Written By: Fernando Martinez…
Ok, let me start off by saying that “Happy Death Day” is not a great movie., although there are a lot of great things about it. However, given the genre, I had a fantastic time watching it. Although it feels more like an extended episode of whatever show is on the CW now, this horror/drama/comedy packs its fair share of good fun.
So the premise is simple. It’s Groundhog Day (the movie, not the holiday), but in college with murder and a sorority girl at its focus point. There’s some teen drama involved, but it’s more of a passing thought than a plot point. Speaking of missing plot points, there’s a dead mother and a strained relationship with a father, along with a bit of drugs and dating references that never get developed. But they add some slight humanity to this otherwise gimmick driven film.
All that stated, the gimmick works REALLY well. So this sorority girl is murdered and she lives the same day over and over again.
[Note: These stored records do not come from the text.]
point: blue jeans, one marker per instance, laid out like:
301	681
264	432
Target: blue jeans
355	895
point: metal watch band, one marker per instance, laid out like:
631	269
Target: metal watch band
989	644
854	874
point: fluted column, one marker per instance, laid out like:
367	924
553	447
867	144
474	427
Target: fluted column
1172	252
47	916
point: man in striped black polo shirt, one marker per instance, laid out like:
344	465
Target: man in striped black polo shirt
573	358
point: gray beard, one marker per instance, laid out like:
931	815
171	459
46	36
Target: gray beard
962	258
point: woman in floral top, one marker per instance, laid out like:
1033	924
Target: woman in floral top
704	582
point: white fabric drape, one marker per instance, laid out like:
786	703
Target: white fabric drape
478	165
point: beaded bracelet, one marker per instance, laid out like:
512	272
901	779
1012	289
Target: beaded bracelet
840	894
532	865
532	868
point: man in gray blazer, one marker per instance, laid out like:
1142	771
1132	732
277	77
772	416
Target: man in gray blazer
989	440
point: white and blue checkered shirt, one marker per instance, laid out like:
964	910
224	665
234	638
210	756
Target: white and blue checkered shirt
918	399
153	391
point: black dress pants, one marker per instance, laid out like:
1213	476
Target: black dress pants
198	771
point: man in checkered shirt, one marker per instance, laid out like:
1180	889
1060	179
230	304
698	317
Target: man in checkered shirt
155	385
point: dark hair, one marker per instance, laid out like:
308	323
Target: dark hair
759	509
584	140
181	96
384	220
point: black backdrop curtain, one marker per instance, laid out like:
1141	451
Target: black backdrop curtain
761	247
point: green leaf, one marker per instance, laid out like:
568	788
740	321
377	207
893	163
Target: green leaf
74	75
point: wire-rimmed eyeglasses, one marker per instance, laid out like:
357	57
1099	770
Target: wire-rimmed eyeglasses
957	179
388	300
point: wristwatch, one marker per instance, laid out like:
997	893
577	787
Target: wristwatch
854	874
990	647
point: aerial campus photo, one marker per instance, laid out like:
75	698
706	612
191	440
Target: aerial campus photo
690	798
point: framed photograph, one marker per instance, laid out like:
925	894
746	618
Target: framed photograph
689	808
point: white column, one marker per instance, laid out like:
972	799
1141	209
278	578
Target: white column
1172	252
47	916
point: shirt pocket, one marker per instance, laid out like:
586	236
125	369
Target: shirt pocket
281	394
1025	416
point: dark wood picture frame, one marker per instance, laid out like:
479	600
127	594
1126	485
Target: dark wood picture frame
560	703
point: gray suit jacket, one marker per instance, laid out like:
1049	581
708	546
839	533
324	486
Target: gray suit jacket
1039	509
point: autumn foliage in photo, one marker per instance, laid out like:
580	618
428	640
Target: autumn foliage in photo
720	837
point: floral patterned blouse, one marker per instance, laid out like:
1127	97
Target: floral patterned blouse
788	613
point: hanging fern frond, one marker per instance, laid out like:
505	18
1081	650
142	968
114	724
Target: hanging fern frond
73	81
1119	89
We have no idea why, but she needs to solve her own murder. In the meantime, she learns how to be a better person and all that jazz. So the gimmick, yes, we are seriously just doing the Bill Murray thing again, but it’s a twisted blast. You get invested in how she’ll die this time, what quirky things she’ll do different, and how this puzzle gets put together after all the repetition. None of this would be possible without an absolutely joyful performance by Jessica Rothe as the trapped-in-time heroine. She brings multiple dimensions to the character, and she’s definitely the glue that keeps this whole film together.
The real saving grace to this movie is that it never takes itself too seriously. At times, it can be downright hilarious and even delightfully self-aware. It somehow manages to find a great balance between all these different teen genres. And that’s really what it’s all about. Given the kind of mindless drivel that’s usually fed to the teen audience (i.e., the Bye Bye Man), it’s quite refreshing to see something that, although is not entirely original, truly is novel.
People I know probably won’t see this in theaters (because, you know, we’re old,) but this is destined to be a movie you run across on Netflix one day and think, “whoa, that was a lot better than I thought it would be.” Honestly, the more I write, the more I want to watch it again, and I get the weirdest feeling that tomorrow I will relieve this day again, and again, and again, until I have somehow written a perfect review.